Pulsatile tinnitus — sound synchronous with the heartbeat — is not a louder version of ordinary tinnitus; it is a vascular or perceptual sign with its own differential. It mandates a work-up aimed at flow: arterial causes (stenosis, dissection, aberrant carotid), venous causes (sigmoid sinus diverticulum or dehiscence, high-riding jugular bulb, raised intracranial pressure) and tumours such as paraganglioma [2013].

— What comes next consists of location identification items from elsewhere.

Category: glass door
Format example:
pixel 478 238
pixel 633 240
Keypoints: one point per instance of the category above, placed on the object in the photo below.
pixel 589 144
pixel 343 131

The key practical move is to auscultate over the neck, mastoid and orbit: an objective bruit changes the urgency and the imaging pathway (CT/CT-angiography, MR/MR-venography). Idiopathic intracranial hypertension deserves special mention because it presents in young women with pulsatile tinnitus and is reversible — missing it can cost vision.

CSudden hearing loss and neurological signs

Two presentations override everything else. Sudden sensorineural hearing loss — a drop developing over hours to three days, often heralded by new unilateral tinnitus and aural fullness — is an otological emergency: the window for steroid treatment is short, so same-week assessment and audiometry matter [2014]. Focal neurological signs accompanying tinnitus (facial numbness or weakness, ataxia, diplopia, dysphagia, other cranial-nerve deficits) point to a retrocochlear or central lesion and warrant urgent imaging and referral.

The clinician’s job is not to scan everyone but to recognise the small set of features that move a patient out of the reassurance pathway and into the investigation pathway. The rest of tinnitus care is then free to focus on the reaction to the sound.